Re: XFS reflink overhead, ioctl(FICLONE)

Terence Kelly <tpkelly@xxxxxxxxxxxxxx> · Sun, 18 Dec 2022 18:40:54 -0500 (EST)

On Sun, 18 Dec 2022, Dave Chinner wrote:

https://www.usenix.org/system/files/conference/fast15/fast15-paper-verma.pdf

Ah, now I get it. You want *anonymous ephemeral clones*, not named 
persistent clones.  For everyone else, so they don't have to read the 
paper and try to work it out:

The mechanism is a hacked the O_ATOMIC path ...

No.  To be clear, nobody now in 2022 is asking for the AdvFS features of 
the FAST 2015 paper to be implemented in XFS (or BtrFS or any other FS).

The current XFS/BtrFS/Liunux ioctl(FICLONE) is perfect for my current and 
foreseeable needs, except for performance.

I cited the FAST 2015 paper simply to show that I've worked with a 
clone-based mechanism in the past and it delighted me in every way.  It's 
simply an existence proof that cloning can be delightful for crash 
tolerance.

Hence the difference in functionality is that FICLONE provides 
persistent, unrestricted named clones rather than ephemeral clones.

For the record, the AdvFS implementation of clone-based crash tolerance 
--- the moral equivalent of failure-atomic msync(), which was the topic of 
my EuroSys 2013 paper --- involved persistent files on durable storage; 
the files were hidden and were discarded when their usefulness was over 
but the hidden files were not "ephemeral" in the sense of a file in a 
DRAM-backed file system (/tmp/ or /dev/shm/ or whatnot).  AdvFS crash 
tolerance survived real power failures.  But this is a side issue of 
historical interest only.

I mainly want to emphasize that nobody is asking for the behavior of AdvFS 
in that FAST 2015 paper.

We could implement ephemeral clones in XFS, but nobody has ever 
mentioned needing or wanting such functionality until this thread.

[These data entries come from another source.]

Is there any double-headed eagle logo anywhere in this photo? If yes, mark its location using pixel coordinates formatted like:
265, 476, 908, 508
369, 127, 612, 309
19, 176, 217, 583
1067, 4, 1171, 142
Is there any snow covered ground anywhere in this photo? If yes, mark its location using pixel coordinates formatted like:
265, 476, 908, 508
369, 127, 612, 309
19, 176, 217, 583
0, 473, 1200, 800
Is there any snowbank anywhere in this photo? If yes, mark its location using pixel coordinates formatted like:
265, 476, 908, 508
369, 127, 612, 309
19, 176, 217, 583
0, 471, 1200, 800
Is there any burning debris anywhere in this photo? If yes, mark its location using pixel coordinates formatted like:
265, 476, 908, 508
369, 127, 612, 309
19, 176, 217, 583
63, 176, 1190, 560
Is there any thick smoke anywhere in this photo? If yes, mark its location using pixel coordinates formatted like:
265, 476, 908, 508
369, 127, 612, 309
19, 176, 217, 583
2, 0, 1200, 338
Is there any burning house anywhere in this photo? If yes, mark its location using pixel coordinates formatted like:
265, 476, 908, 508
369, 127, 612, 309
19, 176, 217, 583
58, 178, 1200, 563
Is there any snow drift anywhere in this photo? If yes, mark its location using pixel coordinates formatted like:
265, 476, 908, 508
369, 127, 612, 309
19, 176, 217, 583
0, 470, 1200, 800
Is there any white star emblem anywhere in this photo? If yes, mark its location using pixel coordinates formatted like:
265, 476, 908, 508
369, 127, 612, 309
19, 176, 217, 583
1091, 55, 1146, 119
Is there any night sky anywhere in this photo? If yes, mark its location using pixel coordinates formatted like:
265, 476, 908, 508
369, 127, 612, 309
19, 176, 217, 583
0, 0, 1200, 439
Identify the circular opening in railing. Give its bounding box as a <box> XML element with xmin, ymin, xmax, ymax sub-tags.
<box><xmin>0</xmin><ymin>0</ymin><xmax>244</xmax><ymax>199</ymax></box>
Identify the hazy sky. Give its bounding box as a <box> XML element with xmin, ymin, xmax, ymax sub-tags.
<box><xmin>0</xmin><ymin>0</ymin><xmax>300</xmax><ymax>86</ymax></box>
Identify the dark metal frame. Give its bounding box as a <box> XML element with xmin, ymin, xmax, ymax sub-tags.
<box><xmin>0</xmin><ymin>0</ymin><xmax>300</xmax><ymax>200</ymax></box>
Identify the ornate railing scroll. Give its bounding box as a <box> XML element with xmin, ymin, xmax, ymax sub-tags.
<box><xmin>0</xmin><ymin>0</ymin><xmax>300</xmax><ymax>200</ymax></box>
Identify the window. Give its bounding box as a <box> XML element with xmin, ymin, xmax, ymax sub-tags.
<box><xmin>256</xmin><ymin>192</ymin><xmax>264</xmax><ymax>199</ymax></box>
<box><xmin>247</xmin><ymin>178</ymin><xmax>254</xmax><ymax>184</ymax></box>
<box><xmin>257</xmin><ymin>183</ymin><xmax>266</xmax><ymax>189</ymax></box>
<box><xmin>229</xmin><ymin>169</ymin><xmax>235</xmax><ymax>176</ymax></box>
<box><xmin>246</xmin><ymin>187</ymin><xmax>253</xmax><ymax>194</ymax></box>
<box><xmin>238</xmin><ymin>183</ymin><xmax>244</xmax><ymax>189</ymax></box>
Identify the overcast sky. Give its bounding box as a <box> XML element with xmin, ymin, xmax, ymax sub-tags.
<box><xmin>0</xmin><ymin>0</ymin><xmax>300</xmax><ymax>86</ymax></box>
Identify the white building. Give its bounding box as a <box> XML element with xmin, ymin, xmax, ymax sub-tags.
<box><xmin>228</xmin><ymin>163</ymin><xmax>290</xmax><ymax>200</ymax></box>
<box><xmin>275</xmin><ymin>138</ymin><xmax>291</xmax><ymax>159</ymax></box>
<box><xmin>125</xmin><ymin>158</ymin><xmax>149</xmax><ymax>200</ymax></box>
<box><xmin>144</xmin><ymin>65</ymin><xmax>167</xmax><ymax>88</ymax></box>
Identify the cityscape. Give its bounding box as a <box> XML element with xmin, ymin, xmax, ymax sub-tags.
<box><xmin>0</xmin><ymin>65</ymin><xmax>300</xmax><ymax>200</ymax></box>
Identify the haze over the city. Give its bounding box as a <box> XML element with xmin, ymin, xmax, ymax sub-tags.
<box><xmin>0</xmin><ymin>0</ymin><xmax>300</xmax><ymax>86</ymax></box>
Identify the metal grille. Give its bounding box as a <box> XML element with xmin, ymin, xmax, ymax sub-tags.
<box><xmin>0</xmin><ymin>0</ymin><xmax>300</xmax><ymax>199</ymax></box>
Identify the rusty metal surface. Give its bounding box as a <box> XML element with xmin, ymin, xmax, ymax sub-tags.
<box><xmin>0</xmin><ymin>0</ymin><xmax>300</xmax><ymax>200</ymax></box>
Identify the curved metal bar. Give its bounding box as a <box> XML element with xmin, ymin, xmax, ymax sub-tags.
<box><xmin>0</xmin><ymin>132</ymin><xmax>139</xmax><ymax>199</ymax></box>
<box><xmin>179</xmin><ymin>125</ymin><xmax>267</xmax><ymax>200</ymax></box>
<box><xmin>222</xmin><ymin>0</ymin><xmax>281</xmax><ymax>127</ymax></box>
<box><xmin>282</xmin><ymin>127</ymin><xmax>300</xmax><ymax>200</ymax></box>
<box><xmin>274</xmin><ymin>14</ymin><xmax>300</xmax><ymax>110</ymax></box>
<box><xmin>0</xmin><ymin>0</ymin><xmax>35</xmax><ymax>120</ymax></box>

Nobody needs or wants such functionality, even in this thread.  The 
current ioctl(FICLONE) is perfect except for performance.

https://dl.acm.org/doi/pdf/10.1145/3400899.3400902

Heh. You're still using hardware to do filesystem power fail testing? 
We moved away from needing hardware to do power fail testing of 
filesystems several years ago.

Using functionality like dm-logwrites, we can simulate the effect of 
several hundred different power fail cases with write-by-write replay 
and recovery in the space of a couple of minutes.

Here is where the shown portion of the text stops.